The Logical Data Warehouse Architecture – One new architecture suitable for developing bi-modal BI systems is the logical data warehouse architecture. It’s an agile architecture for developing BI systems in which data consumers and data stores are decoupled from each other; see the figure below. The logical data warehouse architecture presents all the data stored in a heterogeneous set of data stores as a single logical database. Data consumers don’t have to be aware of where and how the data is stored; all of the details of data storage are hidden for the data consumers. They should not have to know or care about whether the data they’re using is coming from a data mart, a data warehouse, or even a production database. They should not have to be aware that data from multiple data stores have to be joined, nor should they know whether they are accessing a SQL database, a Hadoop cluster, a NoSQL database, a web service, or simply one or more flat files. The structure of the data stores is hidden as well; data consumers only see the data in a way that’s convenient for them, and they only see data that is relevant to their task. This is all achieved by decoupling data consumers from data stores.
The primary goal of decoupling is to get a higher level of flexibility. For example, changes made to the data stores don’t automatically mean that reports must be changed as well, and vice versa. Or, replacing one data store technology by another is easier when that data store is “hidden” behind the logical data warehouse architecture. In this architecture, adopting big data is relatively easy, access to real-time data is less complex for data consumers, and dealing with cloud-based data becomes simple.
BI systems with this architecture can exhibit the same robustness as the traditional data warehouse for the standard forms of reporting.
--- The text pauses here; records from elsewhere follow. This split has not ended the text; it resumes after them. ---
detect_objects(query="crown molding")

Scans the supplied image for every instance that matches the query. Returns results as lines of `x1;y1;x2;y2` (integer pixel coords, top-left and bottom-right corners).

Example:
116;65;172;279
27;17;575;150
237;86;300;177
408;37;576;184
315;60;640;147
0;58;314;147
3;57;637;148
In addition, they are more suitable to support new data sources, such as big data and open data; they can more easily handle new data-storage technologies, such as Hadoop and NoSQL; they match better with the dynamic world of self-service BI; they simplify support for investigative analytics and data science; and they speed up development and ease maintenance with fewer resources. Several technologies enable the development of a BI system built on a logical data warehouse architecture, such as in-memory database servers and data grid technology. However, data virtualization technology offers the best fit, as it supports almost all the functionality required to develop, run, secure, and manage a logical data warehouse. Data virtualization provides features for data security, scalability, performance, development, the reuse of metadata, discovery and search, big-data access, etc. But most importantly, it offers a comprehensive abstraction layer that decouples data consumers from data stores. For a more detailed description of data virtualization technology, see Data Virtualization for Business Intelligence Systems.
Closing Remark – The big BI dilemma is a real problem for many organization. Unfortunately, there is not one supernatural tool that can magically turn an existing BI system into a bi-modal BI system. No such silver bullet exists. The solution must be found in setting up BI systems with a different architecture. The logical data warehouse architecture is by definition bi-modal-ready. In addition, data virtualization technology has reached the level of maturity required to develop a logical data warehouse architecture today. In other words, nothing stands in your way on your logical data warehouse journey.